Your home folder, downloaded model files, and custom Modelfiles are preserved because the persistent disk storage is independent of the dynamic GPU assignment. This is an immense benefit when dealing with huge model weights; downloading a 50GB model from Hugging Face every time you change hardware is a massive waste of time and budget.

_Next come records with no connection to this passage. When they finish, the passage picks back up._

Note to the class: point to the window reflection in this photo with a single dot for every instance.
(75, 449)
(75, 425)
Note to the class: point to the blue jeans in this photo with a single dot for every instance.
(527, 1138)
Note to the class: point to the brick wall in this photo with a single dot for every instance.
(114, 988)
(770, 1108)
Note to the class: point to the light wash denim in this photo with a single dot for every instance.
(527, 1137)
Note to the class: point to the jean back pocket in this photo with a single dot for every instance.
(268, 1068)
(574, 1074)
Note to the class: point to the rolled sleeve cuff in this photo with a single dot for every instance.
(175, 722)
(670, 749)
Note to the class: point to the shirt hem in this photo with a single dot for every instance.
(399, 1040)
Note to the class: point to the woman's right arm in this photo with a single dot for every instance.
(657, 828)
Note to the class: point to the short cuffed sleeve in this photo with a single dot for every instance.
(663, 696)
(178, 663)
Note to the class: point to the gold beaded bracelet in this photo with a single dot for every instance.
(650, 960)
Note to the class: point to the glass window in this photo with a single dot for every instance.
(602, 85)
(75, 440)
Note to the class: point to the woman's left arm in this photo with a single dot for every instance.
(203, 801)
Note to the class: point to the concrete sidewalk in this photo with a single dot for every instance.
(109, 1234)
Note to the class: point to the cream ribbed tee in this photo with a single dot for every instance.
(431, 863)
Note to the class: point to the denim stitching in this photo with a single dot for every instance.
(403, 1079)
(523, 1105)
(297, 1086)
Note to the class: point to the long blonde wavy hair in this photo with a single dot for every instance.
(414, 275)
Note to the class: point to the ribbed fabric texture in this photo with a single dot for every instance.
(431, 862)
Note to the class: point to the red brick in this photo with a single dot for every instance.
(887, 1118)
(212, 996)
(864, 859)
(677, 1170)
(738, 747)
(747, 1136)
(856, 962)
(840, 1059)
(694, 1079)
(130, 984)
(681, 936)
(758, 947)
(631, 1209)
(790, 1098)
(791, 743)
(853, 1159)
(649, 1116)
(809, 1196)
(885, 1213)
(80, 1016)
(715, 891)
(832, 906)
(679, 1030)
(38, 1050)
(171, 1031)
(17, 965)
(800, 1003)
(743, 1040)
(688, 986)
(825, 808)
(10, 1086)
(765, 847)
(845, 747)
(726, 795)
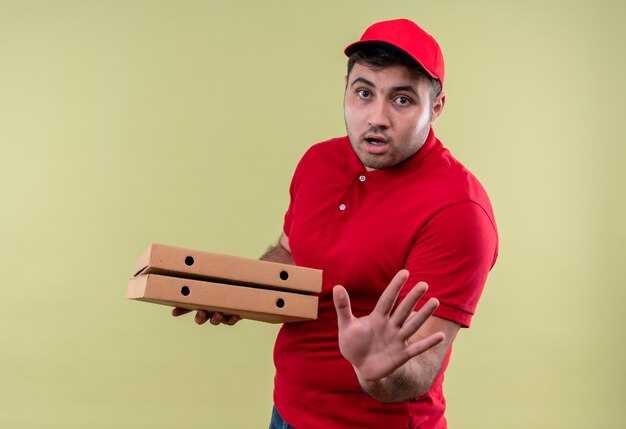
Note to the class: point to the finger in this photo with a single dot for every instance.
(405, 308)
(341, 299)
(418, 318)
(202, 316)
(419, 347)
(179, 311)
(217, 318)
(388, 297)
(231, 320)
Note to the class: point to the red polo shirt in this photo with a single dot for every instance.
(430, 215)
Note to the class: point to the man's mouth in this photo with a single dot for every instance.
(375, 141)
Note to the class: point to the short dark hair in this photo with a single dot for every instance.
(381, 55)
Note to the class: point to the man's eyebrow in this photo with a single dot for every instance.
(362, 80)
(407, 88)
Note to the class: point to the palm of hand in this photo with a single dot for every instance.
(377, 344)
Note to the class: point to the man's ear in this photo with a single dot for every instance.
(438, 104)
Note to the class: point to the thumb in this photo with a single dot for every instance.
(342, 306)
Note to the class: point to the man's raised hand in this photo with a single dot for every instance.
(378, 344)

Development Mode vs. Production Mode

When customizing your instance, you will encounter the option to run in either Development Mode or Production Mode. Selecting the correct mode is critical for maximizing your $10 budget:

Model Fit & Quant Guide for 48GB vs 80GB

If you are running Ollama on these instances, here is how to size your models to get the best performance and avoid Out-Of-Memory (OOM) crashes:

Model Name Size Quantization RAM/VRAM Required Best Match GPU
DeepSeek-R1-Distill-Llama-70B 70B Q4_K_M ~43 GB RTX A6000 (48GB)
Llama 3.3 70B Q4_K_M ~43 GB RTX A6000 (48GB)
DeepSeek-R1-Distill-Llama-70B 70B Q8_0 ~75 GB A100 80GB / H100 80GB
Llama 3.3 70B Q8_0 ~75 GB A100 80GB / H100 80GB
Command R+ 104B Q4_K_M ~65 GB A100 80GB

The Verdict: Is It Worth It?

For a $10 prepaid budget, Thunder Compute offers exceptional utility. We managed to run a complete benchmark suite testing multiple quantized 70B models, upgrade our GPU on the fly to test Q8 quants, and still had credit left over.